The narrative-control items are weaker but not empty. Item 3 has a named witness on the record describing his own experience, which is worth more than an anonymous claim, even though "we already have your original, please don't distribute a murder video" is both a completely ordinary request and exactly what the account describes. Item 2's strongest component is Sergeant Jennifer Faumuina's reported preliminary-hearing testimony that recovered items were sent for DNA analysis and then testing stopped, and that she could not recall who made that call. That is a question a court can answer.

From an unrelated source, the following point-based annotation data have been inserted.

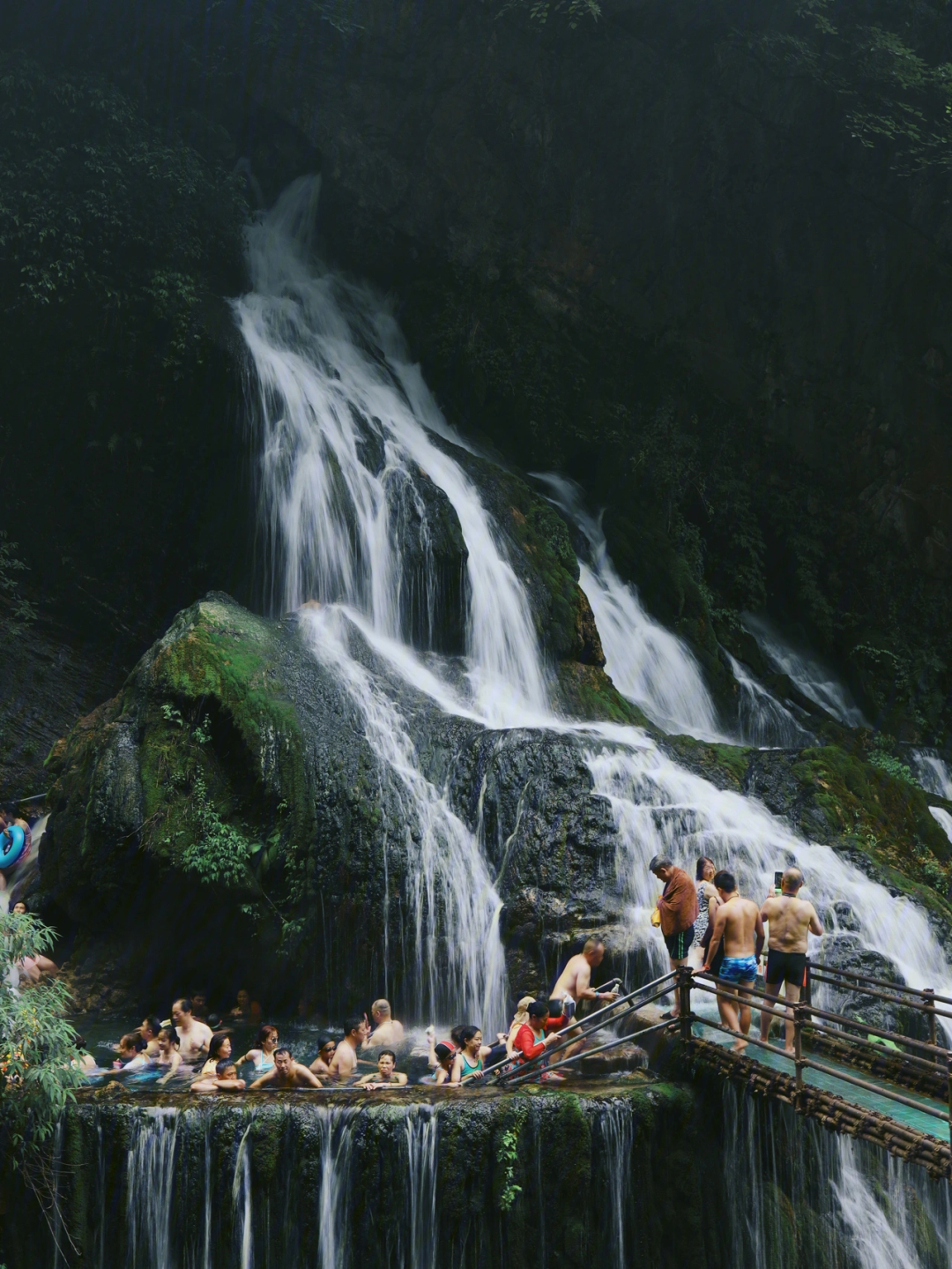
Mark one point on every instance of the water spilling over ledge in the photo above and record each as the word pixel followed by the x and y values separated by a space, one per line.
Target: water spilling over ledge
pixel 651 1174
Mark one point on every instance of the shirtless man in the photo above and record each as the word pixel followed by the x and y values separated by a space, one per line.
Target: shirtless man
pixel 790 919
pixel 193 1035
pixel 387 1029
pixel 738 922
pixel 385 1074
pixel 576 977
pixel 344 1064
pixel 286 1074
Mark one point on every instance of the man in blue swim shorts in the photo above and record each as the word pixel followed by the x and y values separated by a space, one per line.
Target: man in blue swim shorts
pixel 738 925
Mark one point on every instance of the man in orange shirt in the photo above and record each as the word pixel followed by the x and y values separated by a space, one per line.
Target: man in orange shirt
pixel 677 905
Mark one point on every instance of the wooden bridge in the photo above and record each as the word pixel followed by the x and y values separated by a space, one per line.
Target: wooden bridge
pixel 833 1055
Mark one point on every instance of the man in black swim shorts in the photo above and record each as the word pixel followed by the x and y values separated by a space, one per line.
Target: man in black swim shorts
pixel 790 920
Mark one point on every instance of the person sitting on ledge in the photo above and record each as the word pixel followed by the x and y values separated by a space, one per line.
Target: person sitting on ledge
pixel 286 1074
pixel 387 1029
pixel 219 1049
pixel 326 1049
pixel 468 1063
pixel 168 1056
pixel 246 1008
pixel 130 1056
pixel 148 1031
pixel 344 1064
pixel 385 1075
pixel 532 1038
pixel 223 1080
pixel 263 1057
pixel 194 1035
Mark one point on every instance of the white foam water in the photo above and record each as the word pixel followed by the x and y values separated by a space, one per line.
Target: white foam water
pixel 648 664
pixel 762 720
pixel 807 673
pixel 330 370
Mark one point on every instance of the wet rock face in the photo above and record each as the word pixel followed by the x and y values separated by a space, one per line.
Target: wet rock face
pixel 845 951
pixel 230 736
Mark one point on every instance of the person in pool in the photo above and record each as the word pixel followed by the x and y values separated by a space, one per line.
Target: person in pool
pixel 385 1075
pixel 225 1079
pixel 263 1057
pixel 246 1008
pixel 444 1052
pixel 468 1063
pixel 193 1035
pixel 326 1049
pixel 286 1074
pixel 740 925
pixel 148 1031
pixel 219 1049
pixel 168 1056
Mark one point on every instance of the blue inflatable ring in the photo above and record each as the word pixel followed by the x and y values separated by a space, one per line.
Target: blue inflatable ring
pixel 11 847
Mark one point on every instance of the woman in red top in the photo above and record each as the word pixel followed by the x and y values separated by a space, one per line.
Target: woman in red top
pixel 532 1038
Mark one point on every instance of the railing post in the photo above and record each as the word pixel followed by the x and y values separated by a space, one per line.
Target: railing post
pixel 799 1013
pixel 685 977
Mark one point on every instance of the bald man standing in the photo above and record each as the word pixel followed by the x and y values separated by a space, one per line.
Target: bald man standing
pixel 790 919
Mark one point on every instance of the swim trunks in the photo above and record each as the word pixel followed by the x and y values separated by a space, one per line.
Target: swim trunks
pixel 786 967
pixel 680 944
pixel 738 968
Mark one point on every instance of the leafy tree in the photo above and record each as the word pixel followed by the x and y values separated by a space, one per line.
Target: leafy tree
pixel 17 610
pixel 37 1047
pixel 104 220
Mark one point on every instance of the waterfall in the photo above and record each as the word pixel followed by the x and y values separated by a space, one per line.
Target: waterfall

Items 10 through 12 are here because listing a weak claim honestly is better than letting it circulate unlabeled. The surgeon item and the Rav4 item have no cited source at all — not a link, not a name, not a timestamp — and both describe conduct that is entirely normal: securing a homicide victim's room is chain-of-custody practice, and an agent showing credentials at a traffic stop is how agents are supposed to identify themselves. The ADL floor-sharing claim concerns a landlord's tenant roster, over which no agency has any say. If these items are ever going to mean anything, someone has to produce a source; until then they are anomalies in search of a fact.